Как-то раз, когда мы сидели с ним на берегу, он мне сказал: «Нас было много детей у мамы. И я помню, как мама нам говорила: „Надо пойти к Абрамсону, — а это был в нашем селе богатей — и попросить у него наперсток муки“. Она все мерила на наперсток. А я вот сижу и думаю: на что же я меряю? Море — на наперсток или море — на море?»
Он вздохнул, посмотрел в сверкающую, казавшуюся холодной даль моря, грустно улыбнулся и сказал: «Как это странно: мама жила очень плохо, я живу хорошо, хотя я знал много ужасов в жизни, а сын-то мой будет жить отлично. Может быть, отсюда в людях идет зависть: в отце — к сыну, в дедушке — к внуку…»
Было ему необыкновенно приятно, когда пришла «Литературная газета», в которой старый детский писатель, автор «Книги о себе» Л. Пантелеев очень нежно отозвался о Дризе как о мастере своеобычном и — что обязательно необходимо для детской литературы — очень чистом человеке.

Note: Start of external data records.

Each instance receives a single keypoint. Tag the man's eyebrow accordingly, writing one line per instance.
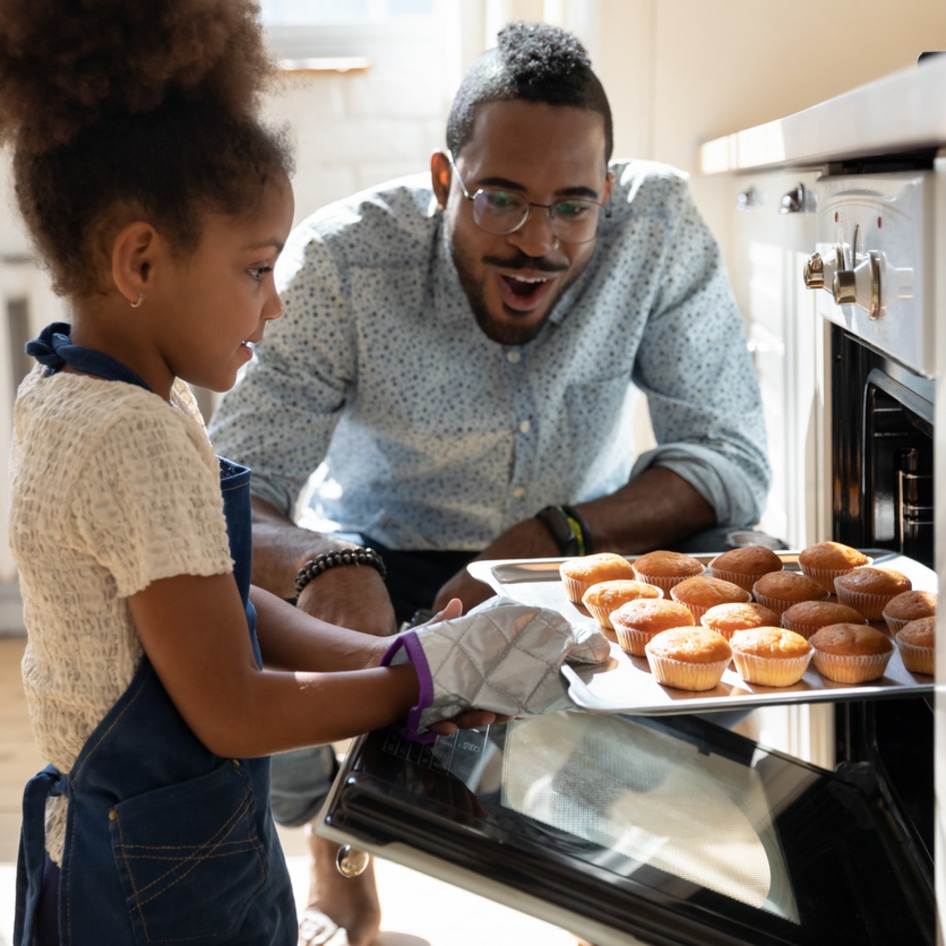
(579, 191)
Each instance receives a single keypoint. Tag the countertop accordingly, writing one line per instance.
(904, 111)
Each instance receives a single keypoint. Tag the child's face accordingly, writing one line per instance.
(224, 293)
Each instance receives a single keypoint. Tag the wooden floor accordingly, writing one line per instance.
(418, 910)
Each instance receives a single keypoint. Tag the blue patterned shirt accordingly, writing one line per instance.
(425, 434)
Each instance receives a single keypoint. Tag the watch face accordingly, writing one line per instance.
(557, 524)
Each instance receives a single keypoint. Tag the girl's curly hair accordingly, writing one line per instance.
(119, 107)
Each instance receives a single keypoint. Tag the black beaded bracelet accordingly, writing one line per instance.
(322, 563)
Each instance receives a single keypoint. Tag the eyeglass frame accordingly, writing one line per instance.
(549, 208)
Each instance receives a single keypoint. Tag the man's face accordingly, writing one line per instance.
(546, 154)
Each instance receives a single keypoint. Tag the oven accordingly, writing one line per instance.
(873, 270)
(663, 827)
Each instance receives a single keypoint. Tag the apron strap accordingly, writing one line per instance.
(31, 858)
(55, 350)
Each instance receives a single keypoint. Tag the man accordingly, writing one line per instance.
(460, 358)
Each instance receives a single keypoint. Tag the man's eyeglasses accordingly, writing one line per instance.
(500, 211)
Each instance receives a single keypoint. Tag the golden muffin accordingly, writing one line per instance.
(607, 596)
(737, 616)
(780, 590)
(824, 561)
(745, 566)
(703, 592)
(806, 617)
(909, 606)
(579, 574)
(636, 622)
(916, 642)
(688, 658)
(851, 653)
(869, 589)
(770, 656)
(666, 569)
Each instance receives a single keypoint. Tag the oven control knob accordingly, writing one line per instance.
(814, 272)
(861, 285)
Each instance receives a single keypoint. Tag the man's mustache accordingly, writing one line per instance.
(521, 261)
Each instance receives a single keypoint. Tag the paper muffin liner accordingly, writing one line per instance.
(871, 606)
(664, 582)
(632, 640)
(771, 671)
(574, 588)
(851, 668)
(685, 674)
(917, 659)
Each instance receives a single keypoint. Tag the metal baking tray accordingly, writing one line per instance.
(624, 684)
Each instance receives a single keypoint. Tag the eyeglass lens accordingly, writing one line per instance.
(499, 211)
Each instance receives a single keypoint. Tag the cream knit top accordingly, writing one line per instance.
(112, 489)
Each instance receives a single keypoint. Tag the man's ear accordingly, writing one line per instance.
(133, 253)
(440, 176)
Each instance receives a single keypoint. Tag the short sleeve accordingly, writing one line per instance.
(148, 504)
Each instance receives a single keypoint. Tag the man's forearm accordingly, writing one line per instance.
(656, 509)
(281, 548)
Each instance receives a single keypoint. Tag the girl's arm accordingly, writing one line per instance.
(194, 631)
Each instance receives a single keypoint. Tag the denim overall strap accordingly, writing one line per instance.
(165, 841)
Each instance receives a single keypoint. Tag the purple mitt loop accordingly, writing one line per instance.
(406, 648)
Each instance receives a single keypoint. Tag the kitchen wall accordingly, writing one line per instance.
(678, 72)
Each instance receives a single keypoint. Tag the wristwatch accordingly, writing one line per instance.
(568, 528)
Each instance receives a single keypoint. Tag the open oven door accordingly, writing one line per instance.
(668, 831)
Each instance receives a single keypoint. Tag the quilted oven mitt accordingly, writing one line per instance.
(502, 656)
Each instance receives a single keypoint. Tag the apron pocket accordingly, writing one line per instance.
(189, 857)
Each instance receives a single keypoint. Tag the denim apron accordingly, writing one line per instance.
(165, 841)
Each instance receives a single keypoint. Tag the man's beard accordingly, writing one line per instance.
(505, 331)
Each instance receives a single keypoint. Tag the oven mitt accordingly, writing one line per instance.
(502, 656)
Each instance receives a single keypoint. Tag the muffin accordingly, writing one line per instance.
(607, 596)
(851, 653)
(703, 592)
(666, 569)
(916, 642)
(745, 566)
(907, 607)
(737, 616)
(868, 589)
(579, 574)
(780, 590)
(824, 561)
(636, 622)
(806, 617)
(770, 656)
(688, 658)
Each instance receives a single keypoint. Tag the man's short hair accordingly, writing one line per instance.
(532, 62)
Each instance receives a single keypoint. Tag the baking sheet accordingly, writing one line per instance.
(624, 683)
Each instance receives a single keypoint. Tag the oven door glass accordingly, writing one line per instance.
(622, 829)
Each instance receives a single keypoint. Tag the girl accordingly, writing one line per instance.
(160, 205)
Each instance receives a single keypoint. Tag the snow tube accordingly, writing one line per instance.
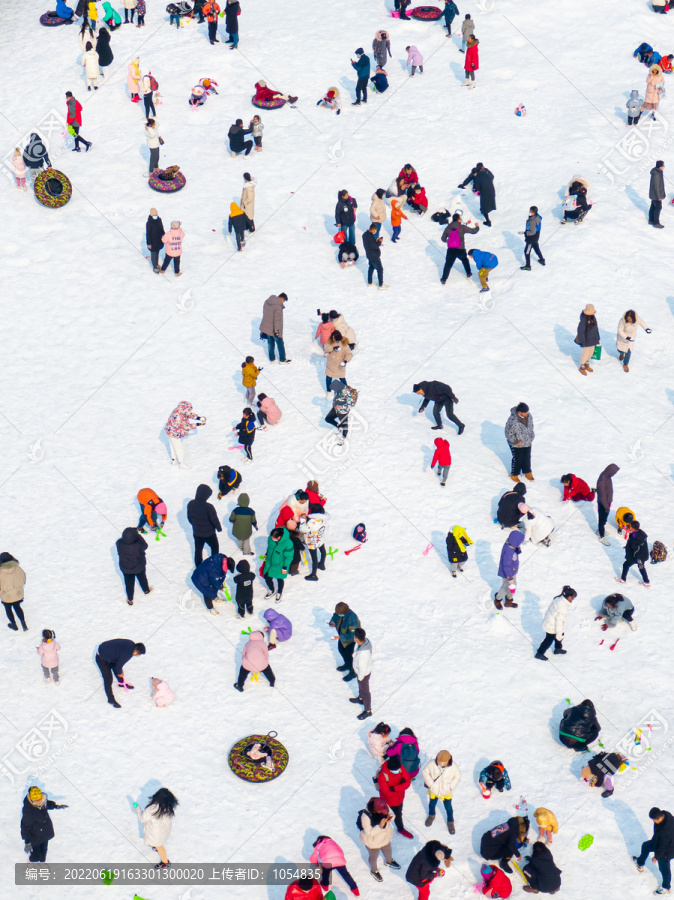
(425, 12)
(166, 187)
(252, 770)
(53, 189)
(276, 103)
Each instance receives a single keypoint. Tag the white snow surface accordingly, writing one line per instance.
(97, 351)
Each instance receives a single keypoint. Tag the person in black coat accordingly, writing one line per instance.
(636, 551)
(579, 726)
(111, 657)
(504, 841)
(544, 876)
(661, 845)
(425, 866)
(441, 395)
(204, 521)
(483, 184)
(154, 232)
(36, 824)
(131, 549)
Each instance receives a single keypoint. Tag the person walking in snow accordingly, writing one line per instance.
(507, 570)
(519, 432)
(157, 819)
(554, 621)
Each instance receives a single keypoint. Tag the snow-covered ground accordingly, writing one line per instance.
(97, 350)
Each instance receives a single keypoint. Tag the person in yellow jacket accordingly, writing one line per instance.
(547, 823)
(457, 541)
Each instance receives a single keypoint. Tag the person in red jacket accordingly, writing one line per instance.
(472, 62)
(442, 458)
(392, 781)
(304, 889)
(74, 120)
(576, 489)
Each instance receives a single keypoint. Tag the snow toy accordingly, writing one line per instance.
(167, 181)
(53, 189)
(258, 757)
(425, 12)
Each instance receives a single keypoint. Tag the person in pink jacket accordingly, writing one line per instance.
(49, 657)
(269, 411)
(331, 856)
(173, 241)
(255, 659)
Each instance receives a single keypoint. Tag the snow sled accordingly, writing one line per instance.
(53, 189)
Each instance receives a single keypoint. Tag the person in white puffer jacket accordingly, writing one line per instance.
(554, 621)
(441, 777)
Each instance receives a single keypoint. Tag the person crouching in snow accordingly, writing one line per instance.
(331, 100)
(162, 693)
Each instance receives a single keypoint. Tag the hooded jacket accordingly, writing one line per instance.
(510, 561)
(202, 515)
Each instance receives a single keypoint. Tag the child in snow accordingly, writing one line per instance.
(162, 693)
(442, 458)
(457, 541)
(494, 775)
(249, 375)
(244, 581)
(48, 652)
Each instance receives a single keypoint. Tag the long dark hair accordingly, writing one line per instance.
(165, 802)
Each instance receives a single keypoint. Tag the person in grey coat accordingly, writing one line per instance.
(519, 433)
(271, 327)
(656, 193)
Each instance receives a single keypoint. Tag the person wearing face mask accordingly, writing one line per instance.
(154, 232)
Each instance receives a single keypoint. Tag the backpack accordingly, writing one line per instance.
(658, 552)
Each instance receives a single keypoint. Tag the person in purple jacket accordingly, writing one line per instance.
(507, 569)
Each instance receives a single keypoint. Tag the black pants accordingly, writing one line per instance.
(130, 580)
(654, 212)
(374, 265)
(452, 255)
(529, 245)
(211, 540)
(521, 460)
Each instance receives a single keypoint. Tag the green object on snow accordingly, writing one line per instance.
(586, 841)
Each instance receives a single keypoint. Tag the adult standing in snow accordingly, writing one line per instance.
(37, 828)
(12, 580)
(454, 236)
(131, 549)
(605, 499)
(508, 567)
(661, 845)
(271, 327)
(111, 657)
(154, 232)
(157, 819)
(656, 191)
(519, 433)
(483, 184)
(204, 521)
(554, 621)
(442, 397)
(362, 67)
(587, 336)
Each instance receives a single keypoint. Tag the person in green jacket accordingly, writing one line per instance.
(244, 520)
(277, 561)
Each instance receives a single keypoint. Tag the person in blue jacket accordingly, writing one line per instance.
(209, 577)
(485, 262)
(362, 67)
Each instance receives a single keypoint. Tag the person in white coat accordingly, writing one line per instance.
(627, 335)
(441, 777)
(157, 819)
(362, 666)
(554, 621)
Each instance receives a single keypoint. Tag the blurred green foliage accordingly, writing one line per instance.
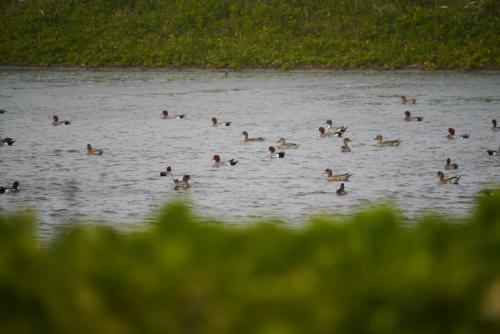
(459, 34)
(372, 272)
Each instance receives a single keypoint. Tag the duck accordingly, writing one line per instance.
(407, 100)
(451, 134)
(94, 151)
(341, 191)
(56, 121)
(255, 139)
(215, 123)
(449, 165)
(184, 183)
(495, 127)
(219, 163)
(274, 154)
(381, 143)
(447, 180)
(284, 145)
(494, 152)
(338, 177)
(13, 189)
(409, 117)
(166, 116)
(6, 141)
(337, 131)
(344, 147)
(167, 172)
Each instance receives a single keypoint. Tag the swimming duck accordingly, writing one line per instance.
(13, 189)
(494, 152)
(284, 145)
(381, 143)
(219, 163)
(214, 122)
(495, 127)
(449, 165)
(167, 172)
(337, 131)
(451, 134)
(182, 184)
(274, 154)
(56, 121)
(409, 117)
(407, 100)
(94, 151)
(338, 177)
(341, 191)
(6, 141)
(166, 116)
(246, 139)
(448, 180)
(344, 147)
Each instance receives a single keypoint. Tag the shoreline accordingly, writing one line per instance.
(412, 69)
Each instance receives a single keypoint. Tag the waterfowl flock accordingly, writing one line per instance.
(328, 129)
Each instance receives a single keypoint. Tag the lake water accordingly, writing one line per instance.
(120, 111)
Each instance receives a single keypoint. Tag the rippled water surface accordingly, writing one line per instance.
(120, 111)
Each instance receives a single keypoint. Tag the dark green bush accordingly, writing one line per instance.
(460, 34)
(373, 272)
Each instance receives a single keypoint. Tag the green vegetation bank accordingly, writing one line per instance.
(458, 34)
(372, 272)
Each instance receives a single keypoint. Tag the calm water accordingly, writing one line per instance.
(119, 111)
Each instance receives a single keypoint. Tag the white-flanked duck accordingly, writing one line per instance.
(94, 151)
(344, 147)
(384, 143)
(341, 191)
(6, 141)
(338, 177)
(449, 165)
(283, 145)
(407, 100)
(56, 121)
(447, 180)
(255, 139)
(184, 183)
(218, 162)
(13, 189)
(452, 135)
(494, 126)
(409, 117)
(337, 131)
(167, 116)
(494, 152)
(215, 123)
(167, 172)
(274, 154)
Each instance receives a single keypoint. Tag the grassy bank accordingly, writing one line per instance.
(461, 34)
(368, 273)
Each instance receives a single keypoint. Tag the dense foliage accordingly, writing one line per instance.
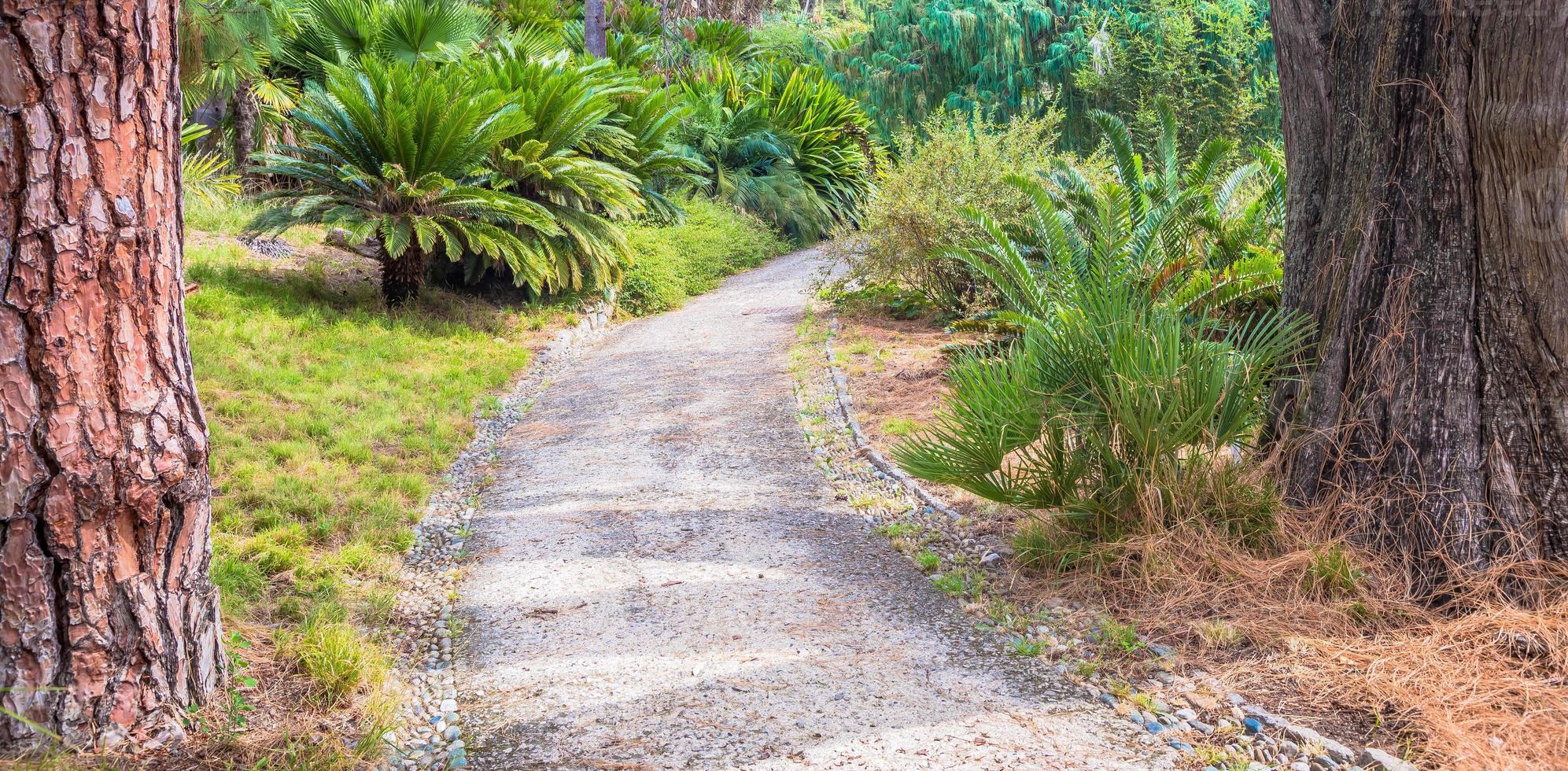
(674, 262)
(1024, 57)
(366, 102)
(1145, 333)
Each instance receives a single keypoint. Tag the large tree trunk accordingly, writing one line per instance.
(1427, 146)
(595, 28)
(109, 621)
(245, 116)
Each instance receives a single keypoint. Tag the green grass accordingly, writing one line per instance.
(333, 419)
(232, 218)
(330, 422)
(672, 264)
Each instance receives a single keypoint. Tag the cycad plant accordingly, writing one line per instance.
(551, 162)
(783, 143)
(1108, 398)
(323, 33)
(750, 164)
(391, 153)
(1200, 231)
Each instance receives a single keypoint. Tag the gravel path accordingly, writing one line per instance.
(664, 580)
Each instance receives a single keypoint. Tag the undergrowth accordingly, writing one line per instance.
(331, 420)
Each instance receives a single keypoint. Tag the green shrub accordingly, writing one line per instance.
(674, 262)
(954, 162)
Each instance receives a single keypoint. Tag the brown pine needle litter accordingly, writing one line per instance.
(1481, 684)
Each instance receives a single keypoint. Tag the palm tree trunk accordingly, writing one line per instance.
(245, 115)
(1426, 240)
(402, 276)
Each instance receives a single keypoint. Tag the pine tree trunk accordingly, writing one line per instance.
(595, 28)
(245, 116)
(1427, 146)
(402, 276)
(109, 621)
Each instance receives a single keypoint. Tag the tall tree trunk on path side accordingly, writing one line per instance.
(595, 28)
(245, 115)
(109, 621)
(1427, 237)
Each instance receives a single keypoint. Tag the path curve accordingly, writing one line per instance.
(664, 580)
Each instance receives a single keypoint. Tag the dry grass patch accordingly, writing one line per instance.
(1272, 602)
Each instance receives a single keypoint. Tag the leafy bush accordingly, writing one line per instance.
(388, 151)
(783, 143)
(674, 262)
(1026, 57)
(955, 160)
(1109, 398)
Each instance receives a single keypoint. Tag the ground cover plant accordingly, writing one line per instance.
(674, 262)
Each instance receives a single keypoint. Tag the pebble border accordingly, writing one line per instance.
(1238, 734)
(429, 734)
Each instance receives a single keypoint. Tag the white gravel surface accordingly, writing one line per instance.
(662, 578)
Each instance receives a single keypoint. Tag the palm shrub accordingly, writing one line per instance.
(323, 33)
(391, 153)
(783, 143)
(1198, 229)
(596, 153)
(748, 162)
(552, 164)
(1108, 400)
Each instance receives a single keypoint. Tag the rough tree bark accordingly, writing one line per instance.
(1427, 237)
(109, 621)
(402, 276)
(595, 28)
(245, 115)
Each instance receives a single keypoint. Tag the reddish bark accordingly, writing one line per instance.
(109, 621)
(1427, 237)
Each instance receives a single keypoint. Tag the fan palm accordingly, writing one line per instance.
(391, 151)
(322, 33)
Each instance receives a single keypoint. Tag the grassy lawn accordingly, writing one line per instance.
(331, 423)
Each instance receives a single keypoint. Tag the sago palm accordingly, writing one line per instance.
(555, 165)
(389, 153)
(750, 164)
(322, 33)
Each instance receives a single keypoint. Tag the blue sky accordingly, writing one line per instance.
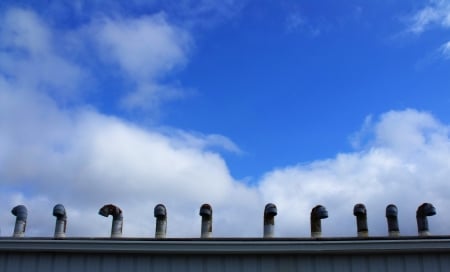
(248, 99)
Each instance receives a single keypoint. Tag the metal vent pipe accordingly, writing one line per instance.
(361, 220)
(424, 210)
(206, 214)
(116, 212)
(160, 213)
(317, 213)
(270, 211)
(21, 214)
(61, 221)
(391, 216)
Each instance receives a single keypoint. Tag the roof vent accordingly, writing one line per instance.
(160, 213)
(391, 215)
(206, 214)
(270, 211)
(361, 220)
(116, 212)
(424, 210)
(61, 221)
(21, 214)
(317, 213)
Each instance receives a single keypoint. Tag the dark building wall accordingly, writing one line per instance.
(217, 256)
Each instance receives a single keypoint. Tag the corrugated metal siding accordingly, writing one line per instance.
(21, 262)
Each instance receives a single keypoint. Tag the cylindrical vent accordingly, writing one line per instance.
(61, 221)
(424, 210)
(317, 213)
(206, 214)
(361, 220)
(117, 222)
(392, 221)
(270, 211)
(160, 213)
(21, 214)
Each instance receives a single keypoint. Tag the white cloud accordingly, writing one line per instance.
(445, 50)
(84, 160)
(30, 56)
(146, 50)
(436, 13)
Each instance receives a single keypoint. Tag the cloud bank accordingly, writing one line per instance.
(76, 155)
(436, 14)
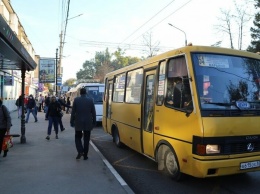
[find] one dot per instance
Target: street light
(181, 31)
(62, 41)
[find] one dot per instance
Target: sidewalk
(40, 166)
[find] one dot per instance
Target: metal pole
(181, 31)
(56, 69)
(23, 138)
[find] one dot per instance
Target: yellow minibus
(193, 110)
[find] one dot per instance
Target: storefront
(13, 57)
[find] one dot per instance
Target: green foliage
(255, 31)
(69, 82)
(88, 71)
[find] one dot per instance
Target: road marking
(114, 172)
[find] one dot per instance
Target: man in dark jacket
(83, 118)
(60, 101)
(30, 109)
(46, 105)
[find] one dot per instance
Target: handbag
(7, 142)
(60, 114)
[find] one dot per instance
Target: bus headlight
(212, 149)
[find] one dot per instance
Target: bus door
(148, 113)
(108, 106)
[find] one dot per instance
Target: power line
(164, 19)
(66, 23)
(147, 22)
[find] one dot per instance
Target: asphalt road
(142, 176)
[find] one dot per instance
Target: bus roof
(183, 50)
(89, 84)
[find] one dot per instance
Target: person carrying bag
(5, 125)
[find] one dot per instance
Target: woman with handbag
(53, 116)
(5, 124)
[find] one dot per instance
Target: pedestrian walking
(83, 118)
(47, 102)
(40, 101)
(37, 106)
(5, 124)
(31, 109)
(68, 103)
(62, 104)
(54, 109)
(18, 103)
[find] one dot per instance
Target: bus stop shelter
(13, 56)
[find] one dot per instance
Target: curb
(114, 172)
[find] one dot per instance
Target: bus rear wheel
(116, 138)
(171, 165)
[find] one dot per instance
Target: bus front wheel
(171, 166)
(116, 138)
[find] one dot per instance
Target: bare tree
(233, 23)
(151, 48)
(225, 25)
(241, 19)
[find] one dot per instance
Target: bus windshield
(96, 93)
(227, 82)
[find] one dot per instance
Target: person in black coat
(83, 118)
(53, 114)
(60, 101)
(5, 124)
(30, 108)
(68, 103)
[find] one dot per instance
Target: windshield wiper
(220, 103)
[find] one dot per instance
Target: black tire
(116, 138)
(171, 165)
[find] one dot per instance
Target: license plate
(248, 165)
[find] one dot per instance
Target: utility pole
(56, 71)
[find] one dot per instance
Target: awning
(13, 55)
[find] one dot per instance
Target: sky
(122, 23)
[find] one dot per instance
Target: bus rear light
(201, 149)
(207, 149)
(212, 149)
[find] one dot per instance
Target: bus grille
(239, 148)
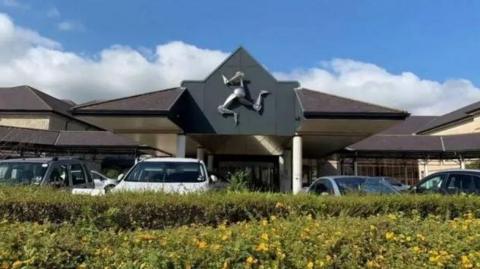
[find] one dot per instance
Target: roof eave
(355, 115)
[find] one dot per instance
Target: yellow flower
(262, 247)
(202, 244)
(392, 217)
(264, 236)
(250, 260)
(17, 264)
(466, 263)
(390, 235)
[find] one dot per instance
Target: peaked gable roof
(318, 104)
(26, 98)
(409, 126)
(156, 102)
(89, 139)
(465, 112)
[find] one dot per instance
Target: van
(180, 175)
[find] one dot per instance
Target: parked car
(58, 172)
(103, 182)
(450, 182)
(342, 185)
(399, 186)
(166, 174)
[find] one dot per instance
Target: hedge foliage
(157, 210)
(387, 241)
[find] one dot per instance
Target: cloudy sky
(421, 57)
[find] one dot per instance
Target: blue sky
(434, 40)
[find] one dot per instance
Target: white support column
(210, 162)
(200, 153)
(181, 145)
(297, 160)
(425, 168)
(462, 162)
(355, 167)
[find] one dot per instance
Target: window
(432, 184)
(458, 183)
(22, 172)
(58, 176)
(78, 176)
(167, 172)
(322, 186)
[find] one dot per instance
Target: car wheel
(108, 188)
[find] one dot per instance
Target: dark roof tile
(457, 115)
(156, 101)
(319, 103)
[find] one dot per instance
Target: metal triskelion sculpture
(239, 94)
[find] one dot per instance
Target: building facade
(241, 118)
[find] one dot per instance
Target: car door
(431, 184)
(322, 187)
(459, 183)
(58, 176)
(78, 175)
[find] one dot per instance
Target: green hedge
(156, 210)
(388, 241)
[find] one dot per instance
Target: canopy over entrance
(240, 114)
(240, 108)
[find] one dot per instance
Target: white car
(342, 185)
(179, 175)
(103, 182)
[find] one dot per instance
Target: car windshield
(363, 185)
(22, 172)
(167, 172)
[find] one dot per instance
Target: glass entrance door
(261, 171)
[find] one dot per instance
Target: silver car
(103, 182)
(342, 185)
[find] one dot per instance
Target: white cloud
(29, 58)
(53, 12)
(14, 3)
(68, 26)
(371, 83)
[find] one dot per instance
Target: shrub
(238, 181)
(389, 241)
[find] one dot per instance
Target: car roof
(169, 159)
(41, 160)
(457, 171)
(347, 177)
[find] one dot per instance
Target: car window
(22, 172)
(322, 186)
(78, 175)
(476, 184)
(165, 172)
(458, 183)
(58, 176)
(432, 184)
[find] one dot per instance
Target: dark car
(342, 185)
(450, 182)
(65, 172)
(399, 186)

Оказалось, что Дриз — сексот, грабил людей. У меня, кстати, одолжил 10 рублей, не вернул и выпил всю водку, все заблевал, а рядом в комнате лежала тяжелобольная Дуня и шло следствие.
* * *
18 апреля 1964 года
В ВТО мечется Женя Евтушенко. Читает стихи с рефреном: «Паноптикум, паноптикум!» Ужасно суетился, когда пришли актеры молодежного театра. Он встал со своего места и ходил посреди зала, чтобы его заметили.
* * *
1964 год
У Молотова на ужине — мы с ним были вдвоем, а за стеной в одной из комнат грохотал американский джаз.
Были 4 кусочка курицы, сыр, соленые огурцы, варенье, у него булочка для диабетиков, а у меня — 4 куска хлеба на тарелке.
Он пил из чашки в подстаканнике — подарок Светланы.
В кабинетике — очень маленьком — диван, 2 стула, — все в белых с заплатками чехлах, зеленый стол, на стене — барельеф Ленина коричневый из дерева. Стены — голубые с белым.